Мне думается поэтому, что каждому следует на свой лад вникать во внутреннюю суть и подлинный смысл произведения, однажды его поразившего, учитывая в первую очередь, в каком соотношении суть произведения состоит с его собственной внутренней сутью и в какой мере жизненная сила этого произведения пробуждает и оплодотворяет его жизненные силы. И напротив, все внешнее, не воздействующее на нас или представляющееся нам сомнительным, должно предоставлять критике, которая, даже если ей удастся расчленить и расколоть целое, все же никогда не лишит нас существеннейшего, ни на миг не даст нам усомниться в том, что мы однажды восприняли и усвоили.
Это живительное убеждение, зиждущееся на вере и неустанном созерцании, применимое ко всем наиважнейшим обстоятельствам, легло в основу моего формирования, нравственного и литературного, отчего я и стал расценивать его как некий выгодно помещенный капитал, который дает хороший прирост, несмотря на то что жизнь иной раз и толкает человека на неправильное его использование. Только такой способ восприятия Библии сделал ее для меня доступной. Мне приходилось не раз, как это принято у протестантов, пробегать ее глазами на уроках закона божия, да и потом я читал ее как придется, то с начала, то, напротив, с конца.
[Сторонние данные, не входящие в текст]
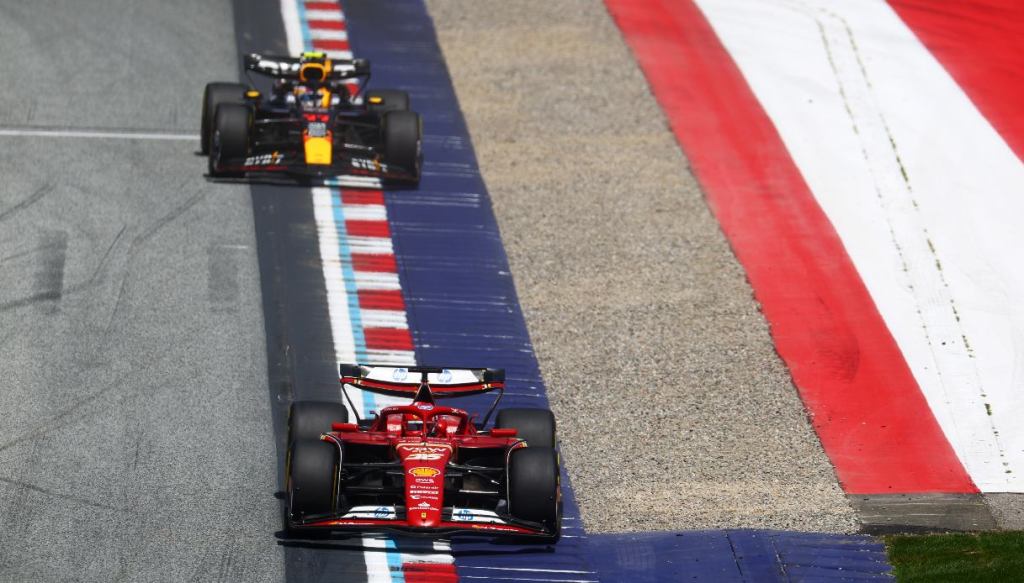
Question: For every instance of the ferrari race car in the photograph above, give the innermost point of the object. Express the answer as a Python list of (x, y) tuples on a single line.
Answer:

Суровая первобытность Ветхого завета и трогательная наивность Нового в некоторых своих частностях привлекали меня; как нечто целое, Библия передо мной, собственно, никогда не представала, но разнобой в характере ее книг уже не сбивал меня с толку. Я научился живо воспринимать смысл каждой из них по порядку, да и вообще затратил слишком много душевных сил на эту книгу, чтобы когда-нибудь без нее обходиться. Эта затрата будет служить мне и впредь защитой от всякого рода насмешек, ибо я тотчас же обнаруживал их недобросовестность. Они не только внушали мне отвращение, но вызывали у меня приступы ярости. Как сейчас помню, что я, в своем ребяческо-фанатическом рвении, был бы готов удавить Вольтера, попадись он мне под руку, за его «Саула». Зато любое честное исследование страстно меня увлекало, я зачитывался различными научными трудами о восточных странах и костюмах, проливавшими все больше света на те давние времена, и продолжал напрягать все силы своего ума, читая бесценные библейские предания.